Tessa would regret what she saw on the altar.
Laura was on her back, arms and legs chained to the four corners.
“What the fuck!” Tessa said.
“Don’t look!” Megan hissed.
“Too late, Mom,” Veronica said in a small voice. “I’m going to be sick… again.”
Tessa noticed the puddle of vomit on the floor a few feet away. Come to think of it, she too was feeling nauseous. So many things in the temple elicited that reaction. Worse of all was the sight of Laura.
The old woman’s eyes stared blankly up into the domed ceiling.
Her stomach was huge and distended. As if she was nine months pregnant. That should’ve been impossible. Her stomach was as flat as a board earlier. Before—
Tessa didn’t want to remember what she had heard, just as much as Veronica and their mother must’ve regretted the sight of the obscene and evil cult ritual.

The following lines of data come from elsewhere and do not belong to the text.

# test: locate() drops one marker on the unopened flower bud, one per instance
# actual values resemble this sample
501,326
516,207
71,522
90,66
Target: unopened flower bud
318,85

There was no warning as Laura’s stomach suddenly exploded in a shower of gore that had Veronica puking again.
The fishmen started chanting something in a strange high-pitched language that prickled Tessa’s skin.
“It’s so wrong,” Tessa whispered. She didn’t want to believe her eyes. “No one deserves that.”
Despair filled her thoughts, her being. Her kanabo suddenly felt heavy as she watched a small figure emerge out of Laura’s ruined stomach.
A spike of pain threatened to send her to the ground, but Tessa fought it off and willed her vision to stabilize. From the sounds of it her sister and mother were fighting the same struggle.
Tessa focused on the scene down below.
A baby?
No, a fishman baby?
Except, not exactly. It looked different. Its scales glittered in the torchlight a deep, dark blue, almost black, not like the silvery gray of the normal fishman.
The small figure grew with impossible speed, right before their eyes, until it towered over the average fishman.
Tessa would’ve guessed at least eight feet tall.
It was big and broad shouldered with an obviously strong musculature, like it was carved out of marble, so smooth and perfect. Every scale on its body seemed to be perfectly fitted with the others.
Its face was the worst part.
It married the human and fishman. Half from each side, melded together in a way that made it terrible to look at, but impossible to tear your gaze from.
“Ladies and gentlemen! The Deep Azure has deigned to manifest a physical avatar to walk amongst us and rule!” Mitch crowed. “Rejoice for you have witnessed the birth of a new golden age of peace and prosperity!”
A roar answered the new cult leader’s words.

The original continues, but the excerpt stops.